The City's Son (The Skyscraper Throne #1)
by Tom Pollock
What is it about:
Running from her traitorous best friend and her estranged father, graffiti artist Beth Bradley is looking for sanctuary. What she finds is Urchin, the ragged and cocky crown prince of London’s mystical underworld. Urchin opens Beth’s eyes to the city she’s never truly seen-where vast spiders crawl telephone wires seeking voices to steal, railwraiths escape their tethers, and statues conceal an ancient priesthood robed in bronze.
But it all teeters on the brink of destruction. Amid rumors that Urchin’s goddess mother will soon return from her 15-year exile, Reach, a malign god of urban decay, wants the young prince dead. Helping Urchin raise an alleyway army to reclaim his skyscraper throne, Beth soon forgets her old life. But when her best friend is captured, Beth must choose between this wondrous existence and the life she left behind.
What did I think of it:
This could have been a nice read if it didn't have a message to tell.
The setting is interesting, although over the top at times. The characters are kind of cool, even though Beth acts kind of rash and unthinking. The start of the story was decent.
Then I got to know more about Reach. The blurb calls Reach a god of urban decay. Well, that's not true. From the context of the story, I would call Reach a god of urban renewal. And this story screams: urban renewal is bad!!!
Now, I will confess that I think that a lot of urban renewal isn't necessary. We're often too quick in tearing down things that are still good, to replace them with new (ugly) architecture. So if there had been any nuance to the message of The City's Son, I could have related to it. Instead it's all very black and white: Old London good! Renewal bad!

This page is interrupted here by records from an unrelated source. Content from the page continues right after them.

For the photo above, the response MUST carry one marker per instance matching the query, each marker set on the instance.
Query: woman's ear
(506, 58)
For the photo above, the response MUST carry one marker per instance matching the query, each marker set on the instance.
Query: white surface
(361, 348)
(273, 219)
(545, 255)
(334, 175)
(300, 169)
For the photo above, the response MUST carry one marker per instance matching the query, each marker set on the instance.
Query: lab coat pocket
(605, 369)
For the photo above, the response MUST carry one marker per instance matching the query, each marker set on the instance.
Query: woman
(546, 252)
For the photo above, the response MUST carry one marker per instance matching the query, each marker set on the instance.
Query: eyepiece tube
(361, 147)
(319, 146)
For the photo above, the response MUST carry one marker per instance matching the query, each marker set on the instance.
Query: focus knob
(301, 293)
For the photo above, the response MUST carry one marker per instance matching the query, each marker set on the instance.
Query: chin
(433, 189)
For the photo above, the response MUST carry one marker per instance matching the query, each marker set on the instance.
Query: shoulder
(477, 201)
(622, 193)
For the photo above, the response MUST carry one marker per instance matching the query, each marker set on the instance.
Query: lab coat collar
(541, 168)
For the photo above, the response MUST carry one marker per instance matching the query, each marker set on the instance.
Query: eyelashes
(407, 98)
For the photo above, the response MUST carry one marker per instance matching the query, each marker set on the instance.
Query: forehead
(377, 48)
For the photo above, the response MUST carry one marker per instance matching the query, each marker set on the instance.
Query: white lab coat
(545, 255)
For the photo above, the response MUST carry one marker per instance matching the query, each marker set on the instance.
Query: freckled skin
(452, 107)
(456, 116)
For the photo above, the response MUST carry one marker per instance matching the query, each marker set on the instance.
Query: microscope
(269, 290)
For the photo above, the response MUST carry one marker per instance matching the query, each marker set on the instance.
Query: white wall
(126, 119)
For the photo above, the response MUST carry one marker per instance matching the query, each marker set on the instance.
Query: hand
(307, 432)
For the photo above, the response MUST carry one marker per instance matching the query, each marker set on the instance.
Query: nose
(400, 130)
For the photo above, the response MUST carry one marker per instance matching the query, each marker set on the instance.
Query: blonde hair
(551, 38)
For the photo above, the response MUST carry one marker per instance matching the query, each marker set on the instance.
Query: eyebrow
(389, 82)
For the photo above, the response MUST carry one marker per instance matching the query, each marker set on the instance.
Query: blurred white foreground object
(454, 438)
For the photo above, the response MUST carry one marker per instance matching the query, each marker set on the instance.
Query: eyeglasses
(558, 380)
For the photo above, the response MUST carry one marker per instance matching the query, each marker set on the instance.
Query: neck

Near the end there's an attempt at showing Reach in a different light, but by then the earlier message had been shoved down my throat so many times it couldn't save this book for me.
Now I will confess it might be just me who picked up this message from this book. Most reviews I've read don't mention this at all, so I might just be reading something into this story that Pollock didn't intent to put in it. Still it ruined my enjoyment of the book and I will not continue reading this series.
Why should you read it:
It has an intriguing setting.
2 comments:
Hmm, interesting. I've not heard of this book until now. Thanks for sharing about it.
I don't think this one is for me Sullivan. Although I did like the blurb.